Clearly, I am now wading into areas where I don’t typically spend a lot of time, but I’ll risk getting struck by lightning in suggesting that I think Topps will make a return to the football card market.
I know, I know, this doesn’t exactly qualify as radical theory: it seems far more akin to common sense, which, ironically I guess, isn’t really all that common.
But there it is anyway. Topps is presumably in a position to transition back into the football card arena without hardly missing a beat and could, I suppose, come up with a 2010 issue even within the calendar year. Maybe they couldn’t get it out quite as early as they might have in the past – August or so – but you can’t help but think they could come pretty close.
I understand that there are plenty of unofficial disclaimers about such a return, with a lot of conventional wisdom noting Topps’ legendary hubris in dealing with players associations, but I still think there are enough countervailing pressures to offset that.

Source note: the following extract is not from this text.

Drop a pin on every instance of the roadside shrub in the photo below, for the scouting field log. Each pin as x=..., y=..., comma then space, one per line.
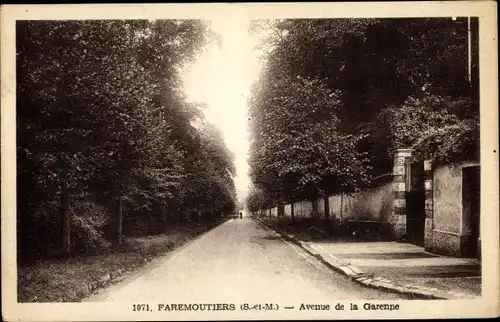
x=88, y=221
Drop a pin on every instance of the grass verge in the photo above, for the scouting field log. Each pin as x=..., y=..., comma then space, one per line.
x=72, y=279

This is obviously a period when the various marketing entities of the professional leagues and their players associations are maneuvering with card manufacturers to determine what kind of brave, new world they want to create for the distribution of modern sports cards, but I think that even within that potentially tumultuous situation, there’s likely room for cooler heads to prevail.
Topps has a history of producing football cards that dates back more than 50 years. To toss away all that product equity and, dare we use the term in its non-proprietary sense, heritage, would be nutty.
A little over 40 years ago when Baseball Hall of Famer Marvin Miller (kind of an arbitrary, unofficial designation on my part) first started wrasslin’ with the Topps hierarchy about group licensing, Topps President Joel Shorin was reportedly a little dismissive of the newly minted executive director of the baseball players union.
“Frankly, I don’t see your muscle,” he told Miller. History has shown that Marvin started flexing his metaphorical biceps to great effect – almost immediately.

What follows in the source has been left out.